I can hardly start to list why you should not take these simulations seriously.
Just look at the pictures for their "beauty" and think of what it
meant to me getting the program to respond in my first ventures away
from step-by-step tutorials.
There's quite a number of steps before the "solver" will accept your
model and produce a non-null output.
The "small steps" are happening...!
For what it's worth
If there is an interesting thought from looking at this;
it's that the load is producing an bending away from the terminating /
intersecting plate, which is placing the unwelded side of the joint in
much higher tension while reducing the stresses near the weld. That
should be advantageous for fatigue-resistance - as fatigue failures
are mainly around welds. However - this observation does not match
what is seen in real life - welds fail by fatigue and one does not get
the impression that anything is "protecting" the weld from those
stresses.
I've "cranked-up" the discretisation, making the finite-element mesh finer, for a more resolved, accurate, result.
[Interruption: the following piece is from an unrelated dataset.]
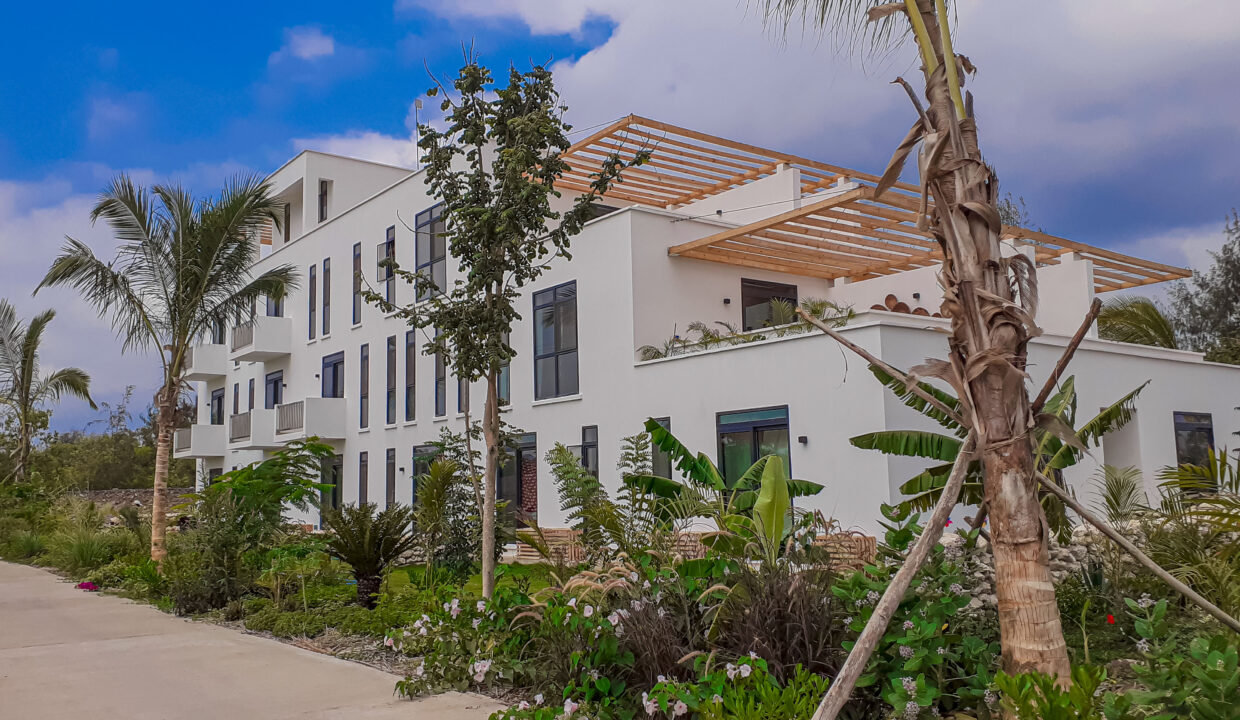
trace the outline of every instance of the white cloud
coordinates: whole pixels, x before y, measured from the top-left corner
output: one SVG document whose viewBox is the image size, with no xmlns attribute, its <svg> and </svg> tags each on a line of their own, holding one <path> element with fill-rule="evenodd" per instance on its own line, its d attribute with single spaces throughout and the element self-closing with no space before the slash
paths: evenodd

I've "mirrored" the original weld, producing this entire "X"-joint
which is modelled in full. This form is balanced with zero bending
moment in relation to applied forces along the "main plates" (the
structural members reaching out left-and-right (hand sides)).
In order to just look at stress concentrations around the "fillet-weld
toe".
That's a very improvised way of getting around that I didn't yet know
how to create a plane-of-symmetry in a FEA model
(so it's as if the model had the "mirrored" part, for all its physical
effects - but you don't expend computer resources simulating it - so
you can concentrate your computing resources on the half which is
actually modelled)
Leave these for now and forget about them.
I'm trying to walk before I can crawl!